Les Moonves Obstructed Investigation Into Misconduct Claims, Report Says
Facing multiple sexual misconduct allegations and fearing his career as an entertainment titan was over, Leslie Moonves, the chief executive of CBS, destroyed evidence and misled investigators in an attempt to preserve his reputation and save a lucrative severance deal, according to a draft of a report prepared for the company’s board.
The report, by lawyers hired by the network, says the company has justification to deny Mr. Moonves his $120 million severance. Mr. Moonves reigned as one of Hollywood’s most successful and celebrated executives for decades before being forced to step down in September after allegations by numerous women.
The report, a copy of which was reviewed by The New York Times, says Mr. Moonves “engaged in multiple acts of serious nonconsensual sexual misconduct in and outside of the workplace, both before and after he came to CBS in 1995.” The report includes previously undisclosed allegations of sexual misconduct against him.
The lawyers who conducted the inquiry wrote that they had spoken with Mr. Moonves four times and found him to be “evasive and untruthful at times and to have deliberately lied about and minimized the extent of his sexual misconduct.”

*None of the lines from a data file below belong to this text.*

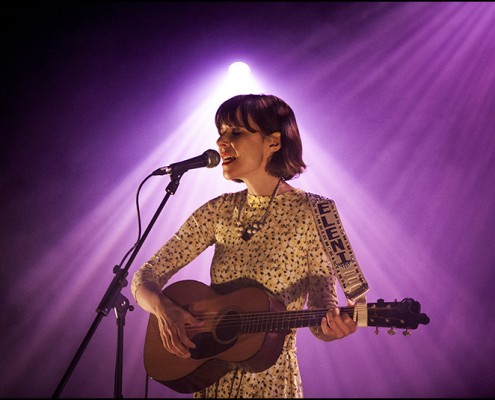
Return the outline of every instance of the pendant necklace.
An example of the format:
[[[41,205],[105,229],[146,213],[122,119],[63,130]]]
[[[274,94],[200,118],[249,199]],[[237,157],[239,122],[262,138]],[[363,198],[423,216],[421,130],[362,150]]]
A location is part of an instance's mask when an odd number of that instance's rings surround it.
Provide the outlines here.
[[[268,212],[270,211],[270,206],[272,205],[273,200],[275,199],[275,196],[278,193],[278,188],[280,187],[282,180],[283,180],[282,178],[279,179],[277,186],[273,190],[273,193],[270,196],[270,201],[268,202],[268,206],[266,207],[265,213],[263,214],[263,217],[261,218],[261,220],[254,221],[252,224],[244,226],[241,223],[241,212],[242,212],[242,209],[244,208],[244,205],[247,203],[247,197],[248,197],[249,193],[246,193],[246,197],[244,198],[244,202],[239,207],[239,212],[237,213],[237,221],[236,221],[236,225],[237,225],[236,229],[238,231],[238,235],[244,241],[247,242],[249,239],[251,239],[251,237],[256,232],[258,232],[263,227],[263,225],[265,224],[265,220],[268,217]]]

Mr. Moonves shaped the television landscape for more than 30 years. Even before his CBS tenure, he had an outsize role in producing shows like the 1980s sitcom “Full House” and the 1990s megahits “ER” and “Friends.” At CBS, he turned around a moribund network with audience-friendly smashes like “Survivor,” the police procedural “C.S.I.” and its multiple spinoffs, and sitcoms like “How I Met Your Mother” and “Big Bang Theory.” For the past decade, CBS has been the most-watched network.